Mercedes-Benz launches all-ally 4-cylinder diesel

Mercedes-Benz has joined the ranks of JaguarLandRover and others with its OM 654, its first all-aluminium  four-cylinder diesel engine which it says marks the debut of a “ground-breaking” family.

The company claims that “exemplary efficiency and emissions” ensure that the premium diesel is “future-proof” while underlining the key role to be played by the diesel engine in achieving the challenging global climate targets.

The first all-aluminium four-cylinder diesel engine will debut in the new low volume E-Class E 220d this spring.

"The new family of engines embodies over 80 years of Mercedes-Benz diesel know-how. The new premium diesels are more efficient and powerful, lighter and more compact - and they are designed to meet all future global emissions standards," claims Prof. Dr. Thomas Weber, member of the Daimler Board of Management with responsibility for group research and head of Mercedes-Benz Cars Development. "In our opinion, the diesel engine is indispensable in trucks and cars if we want to further reduce the CO₂ emissions from traffic."

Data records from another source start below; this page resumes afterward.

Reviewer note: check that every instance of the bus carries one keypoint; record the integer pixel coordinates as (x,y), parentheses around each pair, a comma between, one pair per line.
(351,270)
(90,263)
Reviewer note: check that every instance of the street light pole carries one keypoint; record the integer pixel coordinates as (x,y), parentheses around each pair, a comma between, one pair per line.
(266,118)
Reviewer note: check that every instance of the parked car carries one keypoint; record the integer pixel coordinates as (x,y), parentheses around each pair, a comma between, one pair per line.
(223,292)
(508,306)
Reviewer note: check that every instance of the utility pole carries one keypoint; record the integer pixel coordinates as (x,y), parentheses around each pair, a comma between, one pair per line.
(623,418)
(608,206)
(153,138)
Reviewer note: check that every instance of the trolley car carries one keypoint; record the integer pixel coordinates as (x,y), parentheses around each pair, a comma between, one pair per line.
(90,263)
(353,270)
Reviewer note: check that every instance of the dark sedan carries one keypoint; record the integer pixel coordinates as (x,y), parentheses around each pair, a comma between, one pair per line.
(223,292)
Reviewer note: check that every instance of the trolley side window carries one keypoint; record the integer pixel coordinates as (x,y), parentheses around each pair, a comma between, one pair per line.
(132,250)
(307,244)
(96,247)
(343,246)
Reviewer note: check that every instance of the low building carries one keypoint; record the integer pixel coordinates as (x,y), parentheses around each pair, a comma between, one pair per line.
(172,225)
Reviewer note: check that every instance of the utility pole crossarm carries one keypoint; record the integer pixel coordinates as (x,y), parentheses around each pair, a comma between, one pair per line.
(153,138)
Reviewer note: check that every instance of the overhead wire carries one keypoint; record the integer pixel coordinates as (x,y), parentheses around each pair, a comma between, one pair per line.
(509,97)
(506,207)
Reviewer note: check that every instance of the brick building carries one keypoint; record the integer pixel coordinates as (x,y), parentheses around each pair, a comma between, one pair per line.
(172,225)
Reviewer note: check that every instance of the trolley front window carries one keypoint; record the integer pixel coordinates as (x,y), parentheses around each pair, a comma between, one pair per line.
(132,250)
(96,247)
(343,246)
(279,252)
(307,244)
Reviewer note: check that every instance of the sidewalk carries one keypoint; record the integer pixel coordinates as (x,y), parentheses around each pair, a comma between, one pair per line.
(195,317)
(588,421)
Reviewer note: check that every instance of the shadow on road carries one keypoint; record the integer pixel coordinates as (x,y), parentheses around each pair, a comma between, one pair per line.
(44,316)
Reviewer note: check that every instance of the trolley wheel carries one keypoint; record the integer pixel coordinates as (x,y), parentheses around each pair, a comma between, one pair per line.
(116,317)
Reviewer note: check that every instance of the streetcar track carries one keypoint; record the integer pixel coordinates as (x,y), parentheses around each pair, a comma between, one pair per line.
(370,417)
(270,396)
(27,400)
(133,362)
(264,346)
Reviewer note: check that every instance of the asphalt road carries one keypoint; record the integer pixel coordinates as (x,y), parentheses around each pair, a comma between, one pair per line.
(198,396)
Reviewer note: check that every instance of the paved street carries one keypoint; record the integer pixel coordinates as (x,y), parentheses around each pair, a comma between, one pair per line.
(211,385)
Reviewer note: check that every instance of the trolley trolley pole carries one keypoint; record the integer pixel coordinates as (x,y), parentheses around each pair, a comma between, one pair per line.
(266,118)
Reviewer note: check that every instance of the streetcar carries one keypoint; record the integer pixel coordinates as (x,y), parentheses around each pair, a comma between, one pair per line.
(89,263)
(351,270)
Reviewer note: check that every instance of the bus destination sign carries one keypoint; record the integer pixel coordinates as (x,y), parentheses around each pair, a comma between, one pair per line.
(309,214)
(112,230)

Mercedes-Benz says it attaches “key importance to the optimisation of modern internal combustion engines alongside hybrid and electric vehicles” and the new diesel will make an “important contribution to the further reduction of fleet consumption”.

In the two decades since 1995, the average consumption of the passenger car fleet has fallen by almost half from 9.2 l/100 km (230 g CO₂ /km) to 5.0 l/100 km (125 g CO₂/km). Today, Mercedes-Benz Cars says it has 68 models that emit less than 120 g/km – and 108 models with the efficiency label A+ or A.

The modular family of engines will find broad application across the entire range of Mercedes-Benz cars and vans.

There are plans for several output variants as well as longitudinal and transverse installation in vehicles with front-, rear- and all-wheel drive. This, too, makes the new engine significant, because the improvements in efficiency have a direct impact on Mercedes-Benz's fleet consumption.

One objective behind the new generation of engines is the need to reduce the number of variants. The compact engine offers more flexibility in adapting to different vehicle models.

The interfaces between drive unit and vehicle have been standardised across all model series. More especially, all the elements of the exhaust after-treatment system are now configured directly on the engine itself and no longer on the vehicle.

The new engine delivers around 13 percent lower fuel consumption and CO₂ emissions along with a further increase in output (143 kW instead of 125 kW).

The most important innovations of the new engine:

·    first Mercedes-Benz all-aluminium four-cylinder diesel engine

·   steel pistons with stepped combustion bowls, NANOSLIDE^® cylinder coating, fourth-generation common rail injection

·    all exhaust treatment technologies configured directly on the engine

·    significantly lighter and more compact: 168.4 kg vs. 202.8 kg (-17 per cent),
two-litre displacement instead of 2.15 litres, cylinder spacing 90 mm vs. 94 mm

·   lower noise level and outstanding vibration comfort thanks to a raft of measures

The new diesel engine is designed to meet future emissions legislation (RDE – Real Driving Emissions).

In contrast to the current NEDC measurement cycle, the WLTP (Worldwide harmonized Light vehicles Test Procedure) cycle is aimed at ensuring that the figures for standard and real-world consumption are close together in future. In addition, it is planned in Europe to introduce a measuring procedure for Real Driving Emissions (RDE), a move backed by Mercedes-Benz.

Supported by insulation measures and improved catalyst coatings, Mercedes-Benz claims “there is absolutely no need for engine temperature management during cold starting or at low load”.

Engineers add that with “near-engine configuration”, exhaust after-treatment has a low heat loss and optimal operating conditions.

The new engine has multiway exhaust gas recirculation (EGR). This combines cooled high-pressure and low-pressure EGR.

Exhaust gases from the turbocharger are sent first to a diesel oxidation catalyst. It next passes the downdraft mixer, in which AdBlue^® is added by means of a water-cooled dosing module. Thanks to a specially developed mixing area, the AdBlue^® evaporates and is distributed uniformly on the surface of the downstream sDPF (particulate filter with coating to reduce nitrogen oxides).

Positioned behind the sDPF is an SCR catalyst for further catalytic reduction of the nitrogen oxides. Only then does the treated exhaust gas enter the exhaust system.